Gepubliceerd 04-01-1995
Afgraving deel Soester ’t Hoogt ( zie ook 1995-05-03)
De foto die u kort voor Kerstmis op deze plek hebt kunnen zien, toonde een stuk afgraving van ‘de Bult’, oftewel Soester Hoogt, ten bate van een betere verbinding tussen Soesterberg en Soest. De afgraving gebeurde omstreeks 1933 en betekende de zoveelste poging de ‘Bergers’beter te integreren in de gemeente waar ze al zo lang een onderdeel van vormden. Aangezien we geen lezers aan de lijn hebben gekregen over dit alles, moeten we het doen met wat de gebroeders Top hebben geschreven in hun prachtige boek ‘Soesterberg van toen en nu’, dat een paar jaar geleden is verschenen.
Enkele citaten. “Soesterberg krijgt in de loop der jaren steeds betere verbindingen met Utrecht, Zeist en Amersfoort. Met Soest blijft de verbinding uitgesproken slecht. De ‘bult’ is nog een extra barriere. Vandaar dat de Soesterbergers veel meer op de omliggende gemeenten zijn georiënteerd dan op Soest”.

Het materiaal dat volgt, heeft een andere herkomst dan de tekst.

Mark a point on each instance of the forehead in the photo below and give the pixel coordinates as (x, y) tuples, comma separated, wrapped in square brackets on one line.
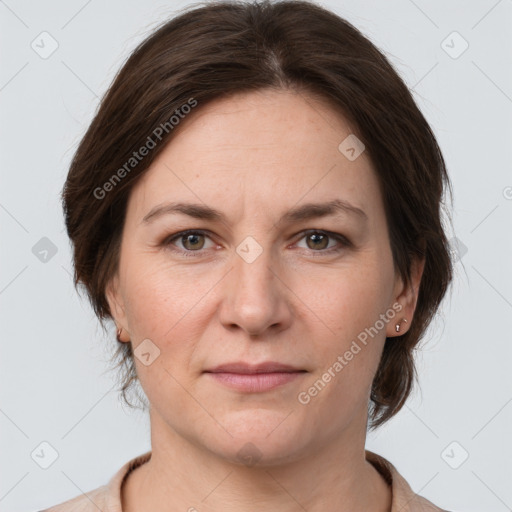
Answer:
[(264, 148)]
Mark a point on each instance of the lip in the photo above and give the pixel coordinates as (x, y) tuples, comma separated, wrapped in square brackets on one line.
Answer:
[(254, 378), (243, 368)]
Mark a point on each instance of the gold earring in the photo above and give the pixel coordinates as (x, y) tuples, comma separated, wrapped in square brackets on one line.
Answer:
[(397, 326)]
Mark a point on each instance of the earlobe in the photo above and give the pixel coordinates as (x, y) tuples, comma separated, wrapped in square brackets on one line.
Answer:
[(114, 301), (407, 298)]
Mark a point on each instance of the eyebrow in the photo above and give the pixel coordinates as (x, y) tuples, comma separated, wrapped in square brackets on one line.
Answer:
[(301, 213)]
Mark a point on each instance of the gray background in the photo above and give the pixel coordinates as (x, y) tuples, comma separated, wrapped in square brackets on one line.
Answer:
[(54, 387)]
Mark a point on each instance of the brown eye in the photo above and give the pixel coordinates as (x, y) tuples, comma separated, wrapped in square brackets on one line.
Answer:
[(193, 241), (317, 240), (188, 242), (324, 242)]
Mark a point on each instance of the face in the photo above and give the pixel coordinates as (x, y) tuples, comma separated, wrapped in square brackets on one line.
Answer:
[(260, 276)]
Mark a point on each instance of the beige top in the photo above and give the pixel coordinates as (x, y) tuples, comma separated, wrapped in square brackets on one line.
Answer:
[(107, 498)]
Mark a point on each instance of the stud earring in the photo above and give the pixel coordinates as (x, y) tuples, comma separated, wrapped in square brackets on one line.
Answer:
[(397, 326)]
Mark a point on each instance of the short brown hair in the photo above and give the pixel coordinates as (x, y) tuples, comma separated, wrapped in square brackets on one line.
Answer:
[(226, 47)]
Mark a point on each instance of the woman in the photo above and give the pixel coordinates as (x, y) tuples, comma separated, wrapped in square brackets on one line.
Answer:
[(256, 205)]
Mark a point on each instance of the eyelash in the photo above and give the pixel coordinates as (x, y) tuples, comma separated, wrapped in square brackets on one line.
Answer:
[(167, 242)]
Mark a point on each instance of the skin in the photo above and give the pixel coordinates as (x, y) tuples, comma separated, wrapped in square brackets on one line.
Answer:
[(255, 156)]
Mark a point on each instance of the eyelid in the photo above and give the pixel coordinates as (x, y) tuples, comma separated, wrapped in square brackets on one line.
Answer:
[(341, 239)]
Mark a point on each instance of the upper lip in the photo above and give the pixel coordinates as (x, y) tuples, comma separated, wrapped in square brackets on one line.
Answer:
[(246, 368)]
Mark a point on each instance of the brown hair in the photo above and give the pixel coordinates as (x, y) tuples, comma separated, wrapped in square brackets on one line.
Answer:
[(222, 48)]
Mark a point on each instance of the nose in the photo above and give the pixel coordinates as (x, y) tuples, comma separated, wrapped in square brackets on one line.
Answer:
[(255, 297)]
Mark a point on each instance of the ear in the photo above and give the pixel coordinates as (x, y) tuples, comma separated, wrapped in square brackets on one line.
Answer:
[(117, 307), (407, 297)]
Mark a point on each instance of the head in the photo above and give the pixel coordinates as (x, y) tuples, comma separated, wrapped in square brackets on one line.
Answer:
[(245, 115)]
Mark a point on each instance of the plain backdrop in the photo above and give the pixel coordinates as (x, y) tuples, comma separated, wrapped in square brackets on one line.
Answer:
[(451, 441)]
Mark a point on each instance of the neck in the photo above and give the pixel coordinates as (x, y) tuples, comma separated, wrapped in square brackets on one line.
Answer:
[(183, 476)]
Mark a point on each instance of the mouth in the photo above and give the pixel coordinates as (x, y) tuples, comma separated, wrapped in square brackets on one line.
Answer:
[(248, 378)]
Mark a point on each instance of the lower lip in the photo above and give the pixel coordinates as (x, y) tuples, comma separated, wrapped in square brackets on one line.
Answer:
[(256, 382)]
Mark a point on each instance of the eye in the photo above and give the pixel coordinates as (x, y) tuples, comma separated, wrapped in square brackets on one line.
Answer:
[(191, 240), (318, 241)]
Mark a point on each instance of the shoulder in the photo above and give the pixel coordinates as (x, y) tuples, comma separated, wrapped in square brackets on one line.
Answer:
[(90, 501), (106, 498)]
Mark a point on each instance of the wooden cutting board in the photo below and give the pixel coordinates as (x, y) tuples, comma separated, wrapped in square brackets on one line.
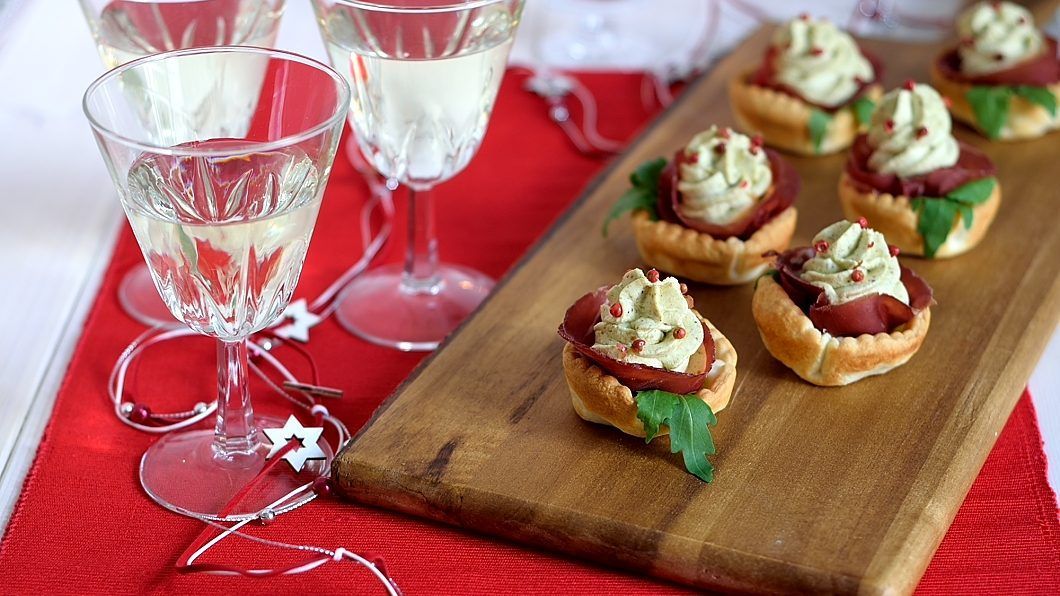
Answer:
[(843, 490)]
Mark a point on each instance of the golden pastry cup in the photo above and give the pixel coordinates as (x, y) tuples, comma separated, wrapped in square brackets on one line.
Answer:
[(819, 357), (895, 217), (1026, 120), (600, 398), (782, 120), (700, 257)]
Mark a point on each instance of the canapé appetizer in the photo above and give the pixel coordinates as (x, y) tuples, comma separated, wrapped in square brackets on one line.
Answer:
[(1004, 75), (714, 209), (929, 193), (843, 309), (640, 358), (811, 92)]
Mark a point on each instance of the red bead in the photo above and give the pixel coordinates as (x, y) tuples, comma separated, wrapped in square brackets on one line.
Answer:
[(321, 486), (140, 414)]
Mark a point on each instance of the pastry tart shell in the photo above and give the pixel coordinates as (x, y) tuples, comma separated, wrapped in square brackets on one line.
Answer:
[(599, 397), (1026, 120), (819, 357), (783, 120), (895, 217), (700, 257)]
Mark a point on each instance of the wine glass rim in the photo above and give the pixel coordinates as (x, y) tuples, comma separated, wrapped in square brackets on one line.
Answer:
[(341, 107), (442, 6)]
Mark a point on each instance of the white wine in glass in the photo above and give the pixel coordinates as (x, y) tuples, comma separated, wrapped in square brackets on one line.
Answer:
[(126, 30), (224, 221), (425, 74)]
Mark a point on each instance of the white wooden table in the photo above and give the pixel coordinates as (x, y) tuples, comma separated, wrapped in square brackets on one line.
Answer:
[(59, 216)]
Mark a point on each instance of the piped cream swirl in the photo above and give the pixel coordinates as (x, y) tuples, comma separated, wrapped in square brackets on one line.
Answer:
[(911, 133), (725, 176), (852, 262), (651, 312), (820, 62), (995, 36)]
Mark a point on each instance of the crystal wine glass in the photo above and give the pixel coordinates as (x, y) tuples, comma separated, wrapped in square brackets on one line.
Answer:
[(424, 74), (221, 156), (125, 30)]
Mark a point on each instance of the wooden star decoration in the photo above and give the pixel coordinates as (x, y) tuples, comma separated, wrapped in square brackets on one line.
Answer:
[(298, 319), (308, 437)]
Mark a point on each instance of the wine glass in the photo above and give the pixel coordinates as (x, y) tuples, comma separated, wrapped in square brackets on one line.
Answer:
[(424, 74), (221, 156), (125, 30)]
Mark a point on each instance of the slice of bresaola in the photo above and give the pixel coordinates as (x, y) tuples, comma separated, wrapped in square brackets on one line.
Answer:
[(972, 164), (780, 196), (765, 75), (577, 329), (877, 313), (1039, 71)]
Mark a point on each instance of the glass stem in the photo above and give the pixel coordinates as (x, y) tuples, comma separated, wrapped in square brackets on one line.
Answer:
[(235, 431), (421, 253)]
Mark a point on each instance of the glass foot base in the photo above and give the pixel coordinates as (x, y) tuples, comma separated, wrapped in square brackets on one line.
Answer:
[(181, 473), (139, 297), (380, 309)]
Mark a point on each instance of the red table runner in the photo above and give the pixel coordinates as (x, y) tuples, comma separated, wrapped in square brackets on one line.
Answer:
[(83, 524)]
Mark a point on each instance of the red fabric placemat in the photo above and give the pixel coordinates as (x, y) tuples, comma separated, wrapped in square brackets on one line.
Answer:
[(83, 524)]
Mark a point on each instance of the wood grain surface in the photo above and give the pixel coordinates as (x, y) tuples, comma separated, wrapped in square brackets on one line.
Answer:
[(842, 490)]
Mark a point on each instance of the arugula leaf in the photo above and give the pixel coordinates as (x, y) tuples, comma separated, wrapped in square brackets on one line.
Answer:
[(990, 105), (1039, 95), (818, 127), (689, 419), (653, 408), (863, 109), (642, 195), (974, 192), (934, 222)]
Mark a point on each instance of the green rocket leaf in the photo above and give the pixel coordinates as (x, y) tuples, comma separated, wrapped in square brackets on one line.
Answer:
[(689, 419), (935, 218), (974, 192), (818, 127), (990, 105), (642, 195)]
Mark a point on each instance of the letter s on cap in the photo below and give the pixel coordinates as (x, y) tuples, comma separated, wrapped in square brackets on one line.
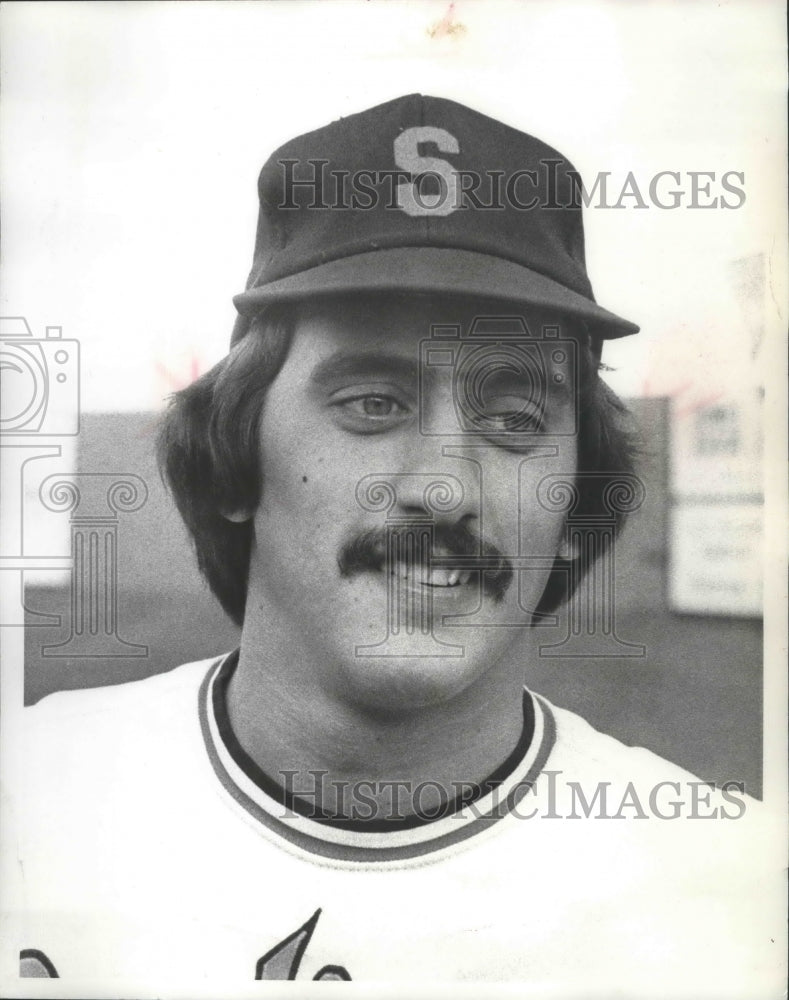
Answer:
[(406, 154)]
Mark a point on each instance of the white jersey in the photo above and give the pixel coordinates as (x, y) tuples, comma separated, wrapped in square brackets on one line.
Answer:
[(153, 853)]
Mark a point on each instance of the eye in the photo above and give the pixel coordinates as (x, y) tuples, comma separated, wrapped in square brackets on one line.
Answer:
[(510, 415), (369, 412)]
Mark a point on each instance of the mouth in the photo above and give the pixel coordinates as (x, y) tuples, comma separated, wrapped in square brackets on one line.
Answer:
[(434, 577)]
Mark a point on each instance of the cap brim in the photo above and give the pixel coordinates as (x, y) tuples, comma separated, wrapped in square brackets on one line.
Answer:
[(435, 269)]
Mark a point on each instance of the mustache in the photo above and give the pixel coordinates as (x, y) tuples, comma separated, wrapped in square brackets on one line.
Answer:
[(369, 552)]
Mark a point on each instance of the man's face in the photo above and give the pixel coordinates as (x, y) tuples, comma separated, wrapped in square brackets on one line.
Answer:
[(381, 458)]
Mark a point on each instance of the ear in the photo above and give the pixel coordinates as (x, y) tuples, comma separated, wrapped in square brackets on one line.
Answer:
[(238, 516)]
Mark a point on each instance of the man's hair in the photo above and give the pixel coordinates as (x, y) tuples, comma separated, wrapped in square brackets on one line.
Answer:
[(209, 454)]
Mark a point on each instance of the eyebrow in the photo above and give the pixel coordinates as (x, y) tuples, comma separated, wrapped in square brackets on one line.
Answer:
[(342, 364)]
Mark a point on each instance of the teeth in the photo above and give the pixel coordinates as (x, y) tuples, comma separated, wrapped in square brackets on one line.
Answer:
[(434, 577)]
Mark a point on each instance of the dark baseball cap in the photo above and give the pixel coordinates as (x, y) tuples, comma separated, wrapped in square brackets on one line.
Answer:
[(422, 194)]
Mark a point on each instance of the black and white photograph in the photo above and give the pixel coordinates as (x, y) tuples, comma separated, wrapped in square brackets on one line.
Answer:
[(393, 542)]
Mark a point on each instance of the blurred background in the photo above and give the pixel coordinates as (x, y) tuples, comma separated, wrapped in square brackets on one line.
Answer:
[(132, 138)]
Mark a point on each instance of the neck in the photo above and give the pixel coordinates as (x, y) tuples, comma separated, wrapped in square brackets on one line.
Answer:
[(291, 722)]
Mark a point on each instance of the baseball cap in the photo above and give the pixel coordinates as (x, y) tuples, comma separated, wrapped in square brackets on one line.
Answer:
[(422, 194)]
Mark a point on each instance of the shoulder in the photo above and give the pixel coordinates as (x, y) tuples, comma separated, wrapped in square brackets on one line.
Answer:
[(110, 702), (588, 752), (105, 735)]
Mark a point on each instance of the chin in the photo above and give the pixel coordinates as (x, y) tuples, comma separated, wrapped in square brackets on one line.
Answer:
[(394, 685)]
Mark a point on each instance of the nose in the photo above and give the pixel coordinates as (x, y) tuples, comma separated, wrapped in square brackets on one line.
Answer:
[(427, 485)]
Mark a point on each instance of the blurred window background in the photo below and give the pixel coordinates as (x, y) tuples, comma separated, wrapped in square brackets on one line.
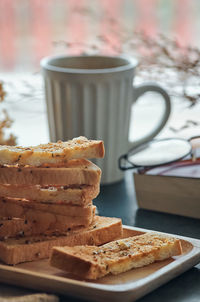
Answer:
[(33, 29)]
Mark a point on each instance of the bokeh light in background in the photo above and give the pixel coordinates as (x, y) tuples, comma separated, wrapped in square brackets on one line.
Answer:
[(32, 29)]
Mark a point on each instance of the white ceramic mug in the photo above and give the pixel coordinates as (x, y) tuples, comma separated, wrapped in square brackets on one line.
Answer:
[(92, 96)]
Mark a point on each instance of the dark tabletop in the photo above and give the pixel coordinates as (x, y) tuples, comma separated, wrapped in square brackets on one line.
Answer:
[(118, 200)]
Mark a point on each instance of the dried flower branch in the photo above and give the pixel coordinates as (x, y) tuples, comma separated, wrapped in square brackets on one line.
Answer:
[(6, 122), (161, 58)]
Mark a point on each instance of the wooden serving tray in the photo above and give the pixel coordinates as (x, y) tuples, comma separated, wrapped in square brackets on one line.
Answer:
[(127, 286)]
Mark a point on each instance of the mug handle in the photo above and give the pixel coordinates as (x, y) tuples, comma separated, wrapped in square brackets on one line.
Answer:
[(139, 91)]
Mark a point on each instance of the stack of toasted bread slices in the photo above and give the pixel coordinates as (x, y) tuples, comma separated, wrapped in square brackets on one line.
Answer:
[(46, 195)]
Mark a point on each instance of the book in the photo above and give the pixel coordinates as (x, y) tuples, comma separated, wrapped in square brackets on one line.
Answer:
[(173, 188)]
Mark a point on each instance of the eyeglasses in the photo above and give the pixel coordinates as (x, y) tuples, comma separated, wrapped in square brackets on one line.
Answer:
[(159, 152)]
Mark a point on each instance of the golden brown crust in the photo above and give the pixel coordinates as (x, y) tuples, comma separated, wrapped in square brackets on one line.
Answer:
[(59, 152), (43, 221), (102, 230), (75, 172), (74, 195), (115, 257)]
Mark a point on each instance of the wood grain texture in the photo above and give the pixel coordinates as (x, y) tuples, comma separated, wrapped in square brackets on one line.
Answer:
[(169, 194)]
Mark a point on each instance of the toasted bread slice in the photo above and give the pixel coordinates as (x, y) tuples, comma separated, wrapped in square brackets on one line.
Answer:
[(43, 221), (102, 230), (74, 172), (91, 262), (59, 152), (20, 205), (21, 227), (11, 227), (74, 195)]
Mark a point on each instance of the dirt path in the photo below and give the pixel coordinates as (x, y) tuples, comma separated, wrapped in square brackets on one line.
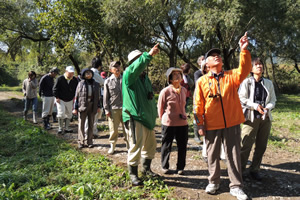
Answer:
[(280, 169)]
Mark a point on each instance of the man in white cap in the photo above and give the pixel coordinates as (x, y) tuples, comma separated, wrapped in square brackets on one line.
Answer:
[(64, 91), (139, 113), (46, 93)]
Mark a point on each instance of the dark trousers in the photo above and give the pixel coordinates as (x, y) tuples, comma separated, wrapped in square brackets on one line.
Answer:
[(180, 133)]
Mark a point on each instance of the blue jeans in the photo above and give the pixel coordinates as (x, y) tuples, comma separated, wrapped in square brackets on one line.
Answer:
[(32, 101)]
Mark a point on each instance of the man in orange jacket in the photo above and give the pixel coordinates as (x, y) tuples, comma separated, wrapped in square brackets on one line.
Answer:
[(218, 114)]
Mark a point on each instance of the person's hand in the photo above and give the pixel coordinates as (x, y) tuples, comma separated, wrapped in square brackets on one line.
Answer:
[(202, 131), (75, 112), (260, 109), (154, 50), (244, 42)]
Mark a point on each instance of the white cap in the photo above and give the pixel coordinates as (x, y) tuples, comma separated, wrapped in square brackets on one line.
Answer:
[(132, 55), (70, 69), (172, 69)]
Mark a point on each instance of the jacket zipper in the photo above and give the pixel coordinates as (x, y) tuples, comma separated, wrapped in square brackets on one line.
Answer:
[(222, 103)]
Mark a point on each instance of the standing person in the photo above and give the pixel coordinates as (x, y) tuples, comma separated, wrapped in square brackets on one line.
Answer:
[(112, 104), (200, 72), (87, 103), (218, 114), (64, 92), (187, 82), (96, 68), (258, 98), (29, 89), (171, 111), (46, 93), (139, 113)]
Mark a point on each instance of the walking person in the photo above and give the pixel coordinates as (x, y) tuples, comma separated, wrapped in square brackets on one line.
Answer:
[(96, 68), (187, 82), (258, 98), (87, 103), (112, 104), (218, 114), (29, 88), (46, 93), (64, 92), (171, 111), (139, 113)]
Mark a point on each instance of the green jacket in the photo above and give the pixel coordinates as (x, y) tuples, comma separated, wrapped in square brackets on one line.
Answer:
[(135, 92)]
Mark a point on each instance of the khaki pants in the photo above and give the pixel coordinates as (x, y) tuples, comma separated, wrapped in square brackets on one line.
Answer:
[(145, 143), (82, 117), (257, 132), (114, 121), (64, 109), (48, 104), (231, 138)]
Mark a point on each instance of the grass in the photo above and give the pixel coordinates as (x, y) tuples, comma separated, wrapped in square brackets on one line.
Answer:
[(38, 165), (285, 131)]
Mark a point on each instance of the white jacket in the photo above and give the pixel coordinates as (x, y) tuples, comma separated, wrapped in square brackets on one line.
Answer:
[(246, 94)]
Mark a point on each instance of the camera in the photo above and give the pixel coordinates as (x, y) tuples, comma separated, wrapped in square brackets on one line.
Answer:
[(150, 95), (182, 116)]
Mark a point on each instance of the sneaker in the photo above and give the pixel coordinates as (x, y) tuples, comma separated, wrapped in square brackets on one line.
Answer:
[(238, 193), (165, 171), (212, 188), (180, 172), (256, 176)]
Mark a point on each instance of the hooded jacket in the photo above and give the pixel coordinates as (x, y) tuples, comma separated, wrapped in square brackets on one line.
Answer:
[(136, 91), (81, 95)]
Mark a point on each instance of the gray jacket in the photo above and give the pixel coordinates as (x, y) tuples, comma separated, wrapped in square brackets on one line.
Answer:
[(29, 88), (246, 94), (81, 96), (112, 95)]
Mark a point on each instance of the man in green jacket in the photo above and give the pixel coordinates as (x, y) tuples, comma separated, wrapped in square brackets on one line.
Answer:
[(139, 113)]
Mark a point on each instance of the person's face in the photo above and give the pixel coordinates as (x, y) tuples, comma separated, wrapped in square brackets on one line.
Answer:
[(176, 77), (214, 61), (88, 75), (53, 74), (257, 68), (69, 74), (116, 70), (32, 76)]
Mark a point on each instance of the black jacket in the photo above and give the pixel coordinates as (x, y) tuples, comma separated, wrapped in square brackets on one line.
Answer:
[(46, 86), (64, 90)]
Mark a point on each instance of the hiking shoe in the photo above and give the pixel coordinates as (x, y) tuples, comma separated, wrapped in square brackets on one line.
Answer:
[(238, 193), (180, 172), (166, 171), (212, 188), (256, 176)]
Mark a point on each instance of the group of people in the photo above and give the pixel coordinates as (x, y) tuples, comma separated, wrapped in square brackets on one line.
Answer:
[(222, 101)]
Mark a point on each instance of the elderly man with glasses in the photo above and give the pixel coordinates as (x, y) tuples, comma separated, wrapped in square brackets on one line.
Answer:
[(218, 114)]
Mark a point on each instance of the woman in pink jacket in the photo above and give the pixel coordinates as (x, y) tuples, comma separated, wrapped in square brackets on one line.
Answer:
[(171, 111)]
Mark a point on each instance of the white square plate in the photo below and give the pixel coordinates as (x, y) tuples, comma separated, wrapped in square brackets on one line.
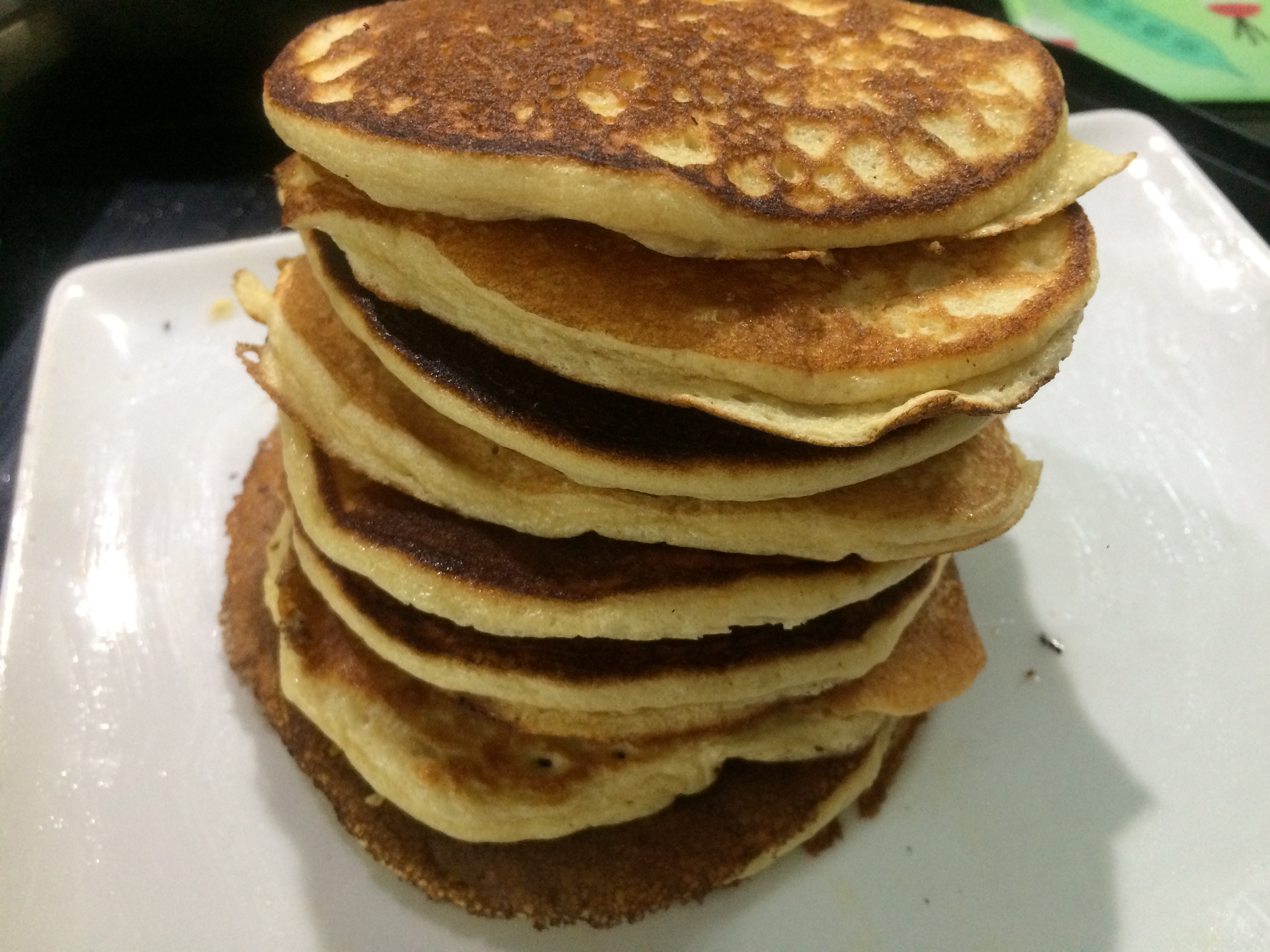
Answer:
[(1118, 799)]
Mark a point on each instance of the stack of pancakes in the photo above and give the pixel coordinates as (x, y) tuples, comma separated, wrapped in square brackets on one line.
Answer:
[(642, 372)]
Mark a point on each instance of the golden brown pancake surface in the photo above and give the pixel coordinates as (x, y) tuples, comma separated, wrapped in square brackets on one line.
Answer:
[(858, 122), (864, 324)]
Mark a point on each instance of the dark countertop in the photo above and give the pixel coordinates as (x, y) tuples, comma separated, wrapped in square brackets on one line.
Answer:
[(114, 149)]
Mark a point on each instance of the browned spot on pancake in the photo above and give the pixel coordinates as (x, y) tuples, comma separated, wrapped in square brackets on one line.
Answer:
[(567, 413), (578, 569), (872, 800), (602, 876), (595, 660), (702, 94)]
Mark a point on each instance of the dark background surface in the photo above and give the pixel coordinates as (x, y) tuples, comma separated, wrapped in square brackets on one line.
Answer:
[(133, 126)]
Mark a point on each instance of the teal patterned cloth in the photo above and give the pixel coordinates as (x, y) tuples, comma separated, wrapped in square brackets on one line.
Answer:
[(1185, 49)]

Dit, ondanks het feit dat er al een eeuw geleden geld beschikbaar was gesteld om deze weg te verbeteren. Daarmee werd destijds gewacht tot het voor jaar van 1890 vanwege het die zomer ervóór te verwachten transport van honderden tonnen aan ijzeren buizen van station Soestduinen ( toen halte Soesterberg geheten) naar Soesterberg. De wegbeheerders kregen het advies de route zolang ‘dik onder het zand’ te houden.
In maart 1902 besluit de gemeente de verbinding tussen Soest en Soesterberg ‘hard’ te maken en er worden 31.500 straatklinkers besteld a f. 17,55 per 1000. Desondanks blijft de weg een moeilijk te nemen hindernis. De Tops geven als voorbeeld de problemen van Gijs Stalenberg uit Soesterberg, die in Eemnes een stuk weiland heeft waar hij hooide. Dat hooi moest met paard en wagen worden opgehaald. “Zakken de wielen onverhoopt weg in de zachte berm, dan moet de hoog opgetaste wagen geheel leeg gehaald worden. Van het paard wordt het uiterste gevergd om boven te komen, maar de afdaling geeft nog meer problemen. Om het gevaarte te remmen wordt een soort slee achter de kar gebonden. Zakken worden gevuld met zand en op de slee gestapeld. Heel behoedzaam begint dan de afdaling. In de winter bij sneeuw en ijs blijft ’t Hoogt onbegaanbaar”.
In de jaren dertig werd het probleem wat ingrijpender aangepakt en de hoogte minder hoog gemaakt. Weer tientallen jaren later kreeg de weg, die inmiddels Banningstraat en Veldmaarschalk Montgomeryweg had geheten en nu bekend staat als de Van Weerden Poelmanweg, een meer oostelijk verloop: de startbaan moest worden verlengd om de moderne, snellere vliegtuigen te kunnen blijven ontvangen. Wie ter plekke een beetje oplet, kan echter nog altijd zien hoe de route vroeger is geweest. Wellicht is er nog wel een spoor van de zweetdruppels die vroeger op ‘de Bult’ zijn gevallen!